Something big was cooking at AIM-listed minnow Glantus Holdings this week.

Investors in the provider of accounts payable automation and analytics solutions saw their shares nearly double between Monday’s opening bell to Wednesday’s early trades.

Pretty good for a small cap that posted a grim earnings report the week prior.

A regulatory announcement posted at 10.40am on Wednesday, just as shares were pumping, provided an answer as to why: Glantus officially confirmed take-private discussions with private equity firm Accel-KKR for a possible cash offer for Glantus’ entire share capital.

The talks are just that for the moment. No official announcement has been made, but Accel-KKR now has until 16 August to make a formal offer.

For now, Glantus’ shares remain 175 per cent higher week on week, carving out a market capitalisation of £11.2million.

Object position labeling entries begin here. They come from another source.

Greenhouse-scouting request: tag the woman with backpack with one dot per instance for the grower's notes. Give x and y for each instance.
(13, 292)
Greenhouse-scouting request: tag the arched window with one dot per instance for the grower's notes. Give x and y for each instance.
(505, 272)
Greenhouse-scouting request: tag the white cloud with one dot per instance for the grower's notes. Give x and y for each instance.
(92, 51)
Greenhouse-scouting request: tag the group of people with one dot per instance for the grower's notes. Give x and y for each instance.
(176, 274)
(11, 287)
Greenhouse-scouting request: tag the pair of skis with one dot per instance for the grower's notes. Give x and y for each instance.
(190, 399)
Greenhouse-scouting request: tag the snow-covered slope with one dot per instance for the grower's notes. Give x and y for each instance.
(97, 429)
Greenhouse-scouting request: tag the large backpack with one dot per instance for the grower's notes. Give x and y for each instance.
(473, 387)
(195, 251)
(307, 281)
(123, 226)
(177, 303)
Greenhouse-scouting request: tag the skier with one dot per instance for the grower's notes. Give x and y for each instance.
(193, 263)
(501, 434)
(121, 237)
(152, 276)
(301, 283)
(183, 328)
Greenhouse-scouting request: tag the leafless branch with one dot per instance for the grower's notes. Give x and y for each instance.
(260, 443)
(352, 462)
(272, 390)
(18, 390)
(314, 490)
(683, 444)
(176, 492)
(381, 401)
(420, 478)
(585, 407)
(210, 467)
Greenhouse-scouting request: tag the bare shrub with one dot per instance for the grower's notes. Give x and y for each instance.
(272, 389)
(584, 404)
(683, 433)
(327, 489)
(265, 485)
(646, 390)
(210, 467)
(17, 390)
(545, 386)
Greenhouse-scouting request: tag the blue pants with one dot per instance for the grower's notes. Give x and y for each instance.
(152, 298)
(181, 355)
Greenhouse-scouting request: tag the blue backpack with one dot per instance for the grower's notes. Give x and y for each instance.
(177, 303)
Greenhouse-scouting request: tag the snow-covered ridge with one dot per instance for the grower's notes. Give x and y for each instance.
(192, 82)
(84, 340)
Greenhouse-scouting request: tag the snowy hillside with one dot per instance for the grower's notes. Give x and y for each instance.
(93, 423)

If only Glantus’ surge in market value reflected the wider junior market.

The AIM All-Share Index fell 1.8 per cent to 740 this week, essentially matching last week’s underwhelming performance.

Equities in general suffered a few macro headwinds across the past five trading sessions.

Thursday was a brutal day in particular, mainly due to higher interest rate forecasts emerging from financial analysts in the UK.

There was also feedthrough from hot US jobs data, which caused a headache for the US equities markets.

Blue chips witnessed a greater sell-off than the lower end of the market, with FTSE 100 closing the week a painful 3.5 per cent lower, compared to AIM’s 1.8 per cent.

Despite the sluggish week, there were some decent upside stories among the junior market constituents.

Not least i(x) Net Zero, whose shares spiked up as much as 90 per cent higher in Thursday’s early deals as its investee WasteFuel Global, which is developing bio-methanol from agricultural waste, landed a $10million (£7.8million) investment from none other than BP. i(x) closed the week 92 per cent higher at 26p.

Micro-cap life sciences company Aptamer Group had a rollercoaster. The producer of Optimer binders rose close to 25 per cent on Friday after it announced it has won several contracts worth a total of £507,000.

However, this was after plunging 40 per cent on Monday after announcing that it is urgently seeking additional funding to ensure the company’s survival as a going concern.

In the creative segment, Zinc Media climbed 6 per cent throughout the week after the TV, brand and audio production group released an upbeat trading statement on Wednesday.

The company said total revenues were £31million in the first half, already eclipsing the entire 2022 financial year.

Shares in digital mental wellbeing firm Kooth shot up after securing a £148million contract to serve all 13-to-25-year-olds in California.

The London-based company plans to hire more than 200 staff in the next year to support its expanding US infrastructure.

In the energy sector, Petro Matad shot up nearly 60 per cent in Thursday’s early deals as the explorer landed a new permit from the authorities in Mongolia. Come Friday, shares were still 30 per cent in the green.

On the downside, Quadrise fell 40 per cent on Friday, though this was due to an open offer to raise at least £1million ahead of expected first commercial revenues from its lead projects.

Quadrise said it is keeping a focus on its key projects in Morocco, Utah and with Mediterranean Shipping ‘as the most efficient use of our financial resources and provide the fastest and most material pathways to commercialisation’.

Zanaga Iron Ore Company’s shares dropped nearly 40 per cent this week on what looked like a fairly benign funding package designed to limit dilution.

Shard Merchant Capital said it will try to sell 36 million Zanaga shares in three tranches, returning 95 per centof the proceeds. At today’s prices, the mine developer would receive £3.7million. In turn, the additional stock would increase Zanaga’s equity base by just 5.9 per cent.

Vast Resources also fell on news of a funding package, in this instance a £1.7million deal for the placing of 486 million shares at 0.35p apiece.

Vast said it will use the cash for working capital and for its current “corporate obligations”.